Denmark isn’t a middle-class, capitalist, entrepreneurial country? Because it has universal healthcare, free college, subsidized day care, and guaranteed family and medical leave? Really, Secretary Clinton? Really?

We are not Denmark — I love Denmark — we are the United States of America.  We would be making a grave mistake to turn our backs on what built the greatest middle class in the history of the world.

— Hillary Clinton, last night

Okay.  When I heard that, I said, “Wow.  Did she just say that Denmark isn’t a middle-class, capitalist, entrepreneurial country?  And that that’s because it has universal healthcare, free college, subsidized day care, and guaranteed family and medical leave?

That struck me as a major gaffe.  She is, after all, running for the Democratic Party’s nomination for president, not the Republican Party’s.

Sanders didn’t respond to it because, if I remember right, he didn’t have the chance.  But I expected the political analysts to point this out afterward.
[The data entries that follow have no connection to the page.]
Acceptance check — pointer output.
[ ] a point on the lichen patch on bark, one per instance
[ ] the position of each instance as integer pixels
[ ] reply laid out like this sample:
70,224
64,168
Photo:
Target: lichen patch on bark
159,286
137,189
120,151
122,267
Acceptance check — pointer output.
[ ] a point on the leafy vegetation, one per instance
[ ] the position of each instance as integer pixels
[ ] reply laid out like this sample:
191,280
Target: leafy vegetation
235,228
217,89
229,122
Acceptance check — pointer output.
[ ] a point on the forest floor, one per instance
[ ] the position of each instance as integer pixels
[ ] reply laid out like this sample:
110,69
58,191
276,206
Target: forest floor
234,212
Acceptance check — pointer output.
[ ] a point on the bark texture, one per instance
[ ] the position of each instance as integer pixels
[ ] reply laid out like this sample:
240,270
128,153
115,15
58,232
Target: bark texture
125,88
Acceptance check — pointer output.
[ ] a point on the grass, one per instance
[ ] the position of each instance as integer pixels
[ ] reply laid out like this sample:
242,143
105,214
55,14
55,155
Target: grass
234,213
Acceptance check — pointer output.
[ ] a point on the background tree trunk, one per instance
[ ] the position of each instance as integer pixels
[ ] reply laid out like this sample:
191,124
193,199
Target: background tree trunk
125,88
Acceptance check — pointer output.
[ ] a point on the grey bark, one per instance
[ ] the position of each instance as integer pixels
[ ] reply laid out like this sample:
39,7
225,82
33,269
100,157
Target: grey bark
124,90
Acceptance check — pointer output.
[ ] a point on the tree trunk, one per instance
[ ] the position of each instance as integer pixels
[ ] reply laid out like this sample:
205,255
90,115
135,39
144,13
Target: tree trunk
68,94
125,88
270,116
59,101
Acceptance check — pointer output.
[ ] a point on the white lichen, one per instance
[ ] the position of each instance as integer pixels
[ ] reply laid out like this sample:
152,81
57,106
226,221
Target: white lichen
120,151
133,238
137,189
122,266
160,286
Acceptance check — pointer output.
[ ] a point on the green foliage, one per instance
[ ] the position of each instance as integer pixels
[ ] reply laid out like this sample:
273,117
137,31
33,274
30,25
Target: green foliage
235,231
Silly me.  It’s being hailed as a big moment for Clinton.  By most commentators I’ve read, anyway.  But not by Slate’s Jordan Weissmann, who wrote last night:

The odd thing here is that, despite his preferred nomenclature, Bernie Sanders isn’t really all that much of a socialist. Yes, the man is certainly on the left edge of mainstream American politics. He would like to raise taxes significantly on the wealthy, to spend more on infrastructure, to break up large Wall Street banks. He’d like to make public colleges tuition-free, but he isn’t pushing to eliminate private universities. Fundamentally, the man isn’t really running on an anti-capitalist platform of nationalizing private industry. The one exception, you could argue, would be his stance in favor of single-payer health care—that would amount to a government takeover of health insurance. But that would also basically bring the U.S. in league with decidedly capitalist nations such as Canada and Great Britain.

In the end, left writer Jesse Meyerson, himself a bona fide socialist, put is most simplyin Rolling Stone: “For now, the proposals at the core of his platform—for the most part very good—are standard fare for progressive Democrats.” That comment was from July but still holds.

Which brings us to the Northern Europe comparison. Typically, policy types refer to Scandinavia’s “social democracies,” because of the robust social safety nets in countries such as Norway, Sweden, and, yes, Denmark. But it’s not as if these places are antagonistic toward capitalism and business—by some measures, they’re about as entrepreneurial and innovative as the United States (at least if you adjust for the size of their economies). Saying we shouldn’t emulate Denmark because we want to preserve America’s spirit of industriousness, as Clinton suggests, is a bit strange.

I clicked the “by some measures” link, which is to an October 2012 article by Weissmann in The Atlantic titled “Think We’re the Most Entrepreneurial Country In the World? Not So Fast.”  It’s subtitled “We’re the venture-capital capital of the world, but start-ups and young small businesses play a smaller role in America’s economy than in many other rich nations.”  A key paragraph says:

Some of the most cutting-edge young companies in the world call Silicon Valley, New York, Boston, and Austin, Texas home, partly because we have the financial backers to support them. According to the OECD, the U.S. ranks second overall in venture capital invested as a percentage of GDP, which wedges us between Israel at No. 1 and Sweden at No. 3. In sheer dollars, we dwarf everyone. That said, it’s not clear all that money floating around makes our start-ups much more creative. The OECD ranks us ninth out of 22 for the number of start-ups younger than five years old that issue patents, adjusted for the size of our economy (Denmark leads on that measure).

Weissmann’s right that Sanders isn’t really that much of a socialist.  And if that statement by Clinton is an indication—and I think it is—Clinton isn’t really that much of a progressive.  Or even that much of a Democrat.

Sanders now has the funds to start running internet and even television.  I suggest to his campaign, should anyone from it happen upon this post, that the first ad they run shows a clip of Clinton saying what I quoted her above as saying, and juxtaposing it with the statistics that Weissmann cites in that Atlantic article, and a few statistics about Denmark’s standard of living.

If Clinton believes that venture capital for innovative startups, and bank loans for ordinary small businesses, will dry up if we have universal healthcare, free college, subsidized day care, and guaranteed family and medical leave, then she should maybe actually look into it a bit.  Maybe she should even visit Denmark, which apparently on her trip there in which she came to love it didn’t notice that most of its residents weren’t living in poverty and didn’t realize that most of its businesses, large, small, and midsized, weren’t owned by the government. While she’s in the neighborhood, she also could visit Sweden and Norway.  And if she can spare the time, even Germany.

But if she can’t fit a trip overseas into her schedule, well, Canada is just north of her home state of New York.  She could even do a day trip there.

****

I mean it, Sanders campaign.  Run ads of the sort I’ve suggested.  Soon.